Tibère leva les yeux au ciel. Quand c’était comme ça, c’était très difficile d’arrêter Néron.

— Cher monseigneur, continua Néron, s’occupe de Gabriella depuis très longtemps, à ce qu’on m’a dit. Cher monseigneur vient la visiter le vendredi, parfois le mardi, on mange pas mal de poisson et on ne s’envoie pas en l’air. Poisson mis à part, on passe des soirées ravissantes, et cher monseigneur nous enseigne un tas de fatras de culture luxueuse qui ne sert absolument à rien et qui est bien agréable. Quand il s’en va, on le regarde descendre l’escalier crasseux dans son habit noir à boutons violets, on jette le poisson, on sort la viande, et on prépare notre harangue princière du lendemain pour le peuple romain. En quoi tout cela regarde-t-il Henri Valhubert et la grande ciguë ?
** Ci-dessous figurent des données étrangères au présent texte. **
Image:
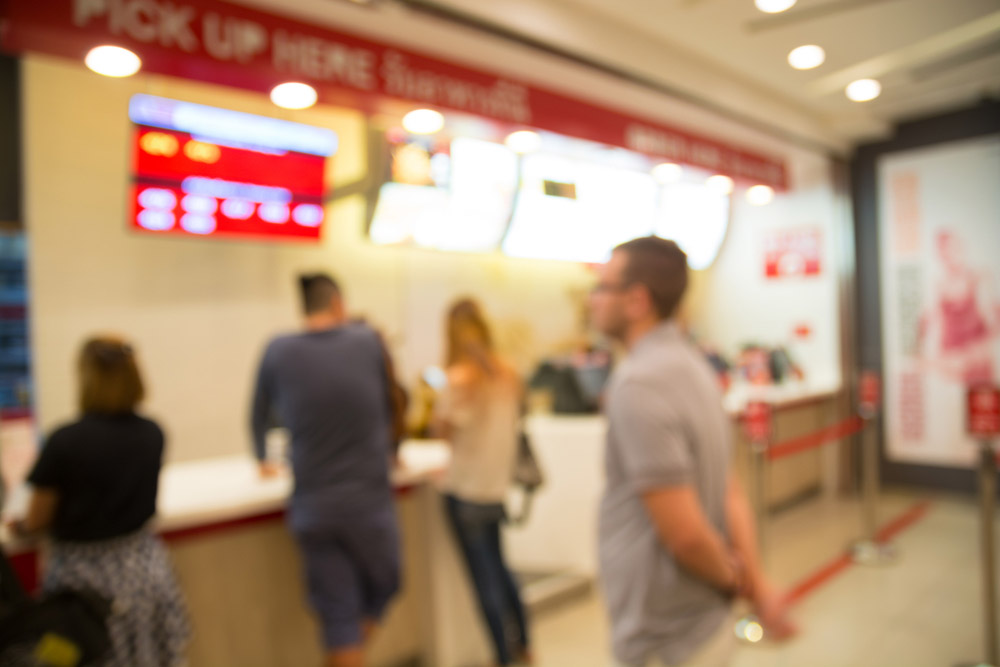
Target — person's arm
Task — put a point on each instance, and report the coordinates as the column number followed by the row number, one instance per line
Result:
column 651, row 440
column 686, row 532
column 455, row 406
column 770, row 605
column 261, row 417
— Grâce à la mort d’Henri Valhubert, dit Valence, Laura et Claude héritent de l’essentiel de sa fortune. Gabriella sort de l’ombre, Claude sort de l’ombre, tout le monde sort de l’ombre.

— Ingénieux et original, dit Néron avec une expression dégoûtée.
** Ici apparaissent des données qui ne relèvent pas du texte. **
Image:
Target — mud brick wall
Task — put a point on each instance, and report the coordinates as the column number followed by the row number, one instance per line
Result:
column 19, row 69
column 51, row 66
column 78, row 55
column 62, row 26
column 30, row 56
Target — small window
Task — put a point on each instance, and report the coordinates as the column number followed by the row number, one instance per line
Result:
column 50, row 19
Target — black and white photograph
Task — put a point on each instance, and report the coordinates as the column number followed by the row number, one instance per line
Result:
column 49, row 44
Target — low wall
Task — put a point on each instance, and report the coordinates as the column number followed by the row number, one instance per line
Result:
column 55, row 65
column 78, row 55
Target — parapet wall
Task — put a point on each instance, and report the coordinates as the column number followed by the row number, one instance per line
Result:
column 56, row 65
— Le meurtre est rarement original, monsieur Larmier.

— Vous pouvez m’appeler Néron. J’aime parfois la simplicité, sous certaines de ses formes.

— Henri Valhubert était sur le point de se convaincre de l’existence de Gabriella. Le scandale était imminent, le divorce avec Laura certain, la perte de la fortune assurée. Gabriella a-t-elle un amant ?

— À moi de répondre, Néron, s’il te plaît, intervint vivement Tibère. Oui, elle a un amant. Il s’appelle Giovanni, c’est un garçon de Turin, avec des qualités, et qui ne plaît pas trop à monseigneur.

— Qu’est-ce qu’il lui reproche ?

— Une animalité un peu voyante, je crois, dit Tibère.

— Il n’a pas l’air de vous plaire non plus ?

— Cher monseigneur, coupa Néron, ne s’y entend pas trop dans les choses de l’amour brutal et bâclé. Quant à Tibère, sa noblesse naturelle l’écarte à juste titre des instincts mal dégrossis.

— Essaie de te calmer un peu, Néron, dit Tibère entre ses dents.

Claude ne disait rien. Il était avachi sur une chaise. Valence le regardait soutenir sa tête épuisée dans ses mains. Et Tibère surveillait le regard de Valence.

— N’essayez pas d’interroger Claude, lui dit-il en lui offrant une cigarette. Depuis qu’il a assassiné son père pour protéger Laura et Gabriella et pour s’approprier sa fortune, l’empereur Claude est un peu secoué. C’est son premier meurtre, il faut l’excuser.

— Vous exagérez, Tibère.

— Je vous devance.

— Claude n’est pas seul en lice. Gabriella, parce qu’elle est maintenue sous le boisseau, est encore plus favorisée par la mort de Valhubert. Son amant Giovanni pourrait aussi agir pour elle. Enfin, il y a Laura Valhubert.

— Laura était en France, cria Claude en se redressant.

— C’est ce qu’on m’a dit, en effet, dit Valence en les quittant.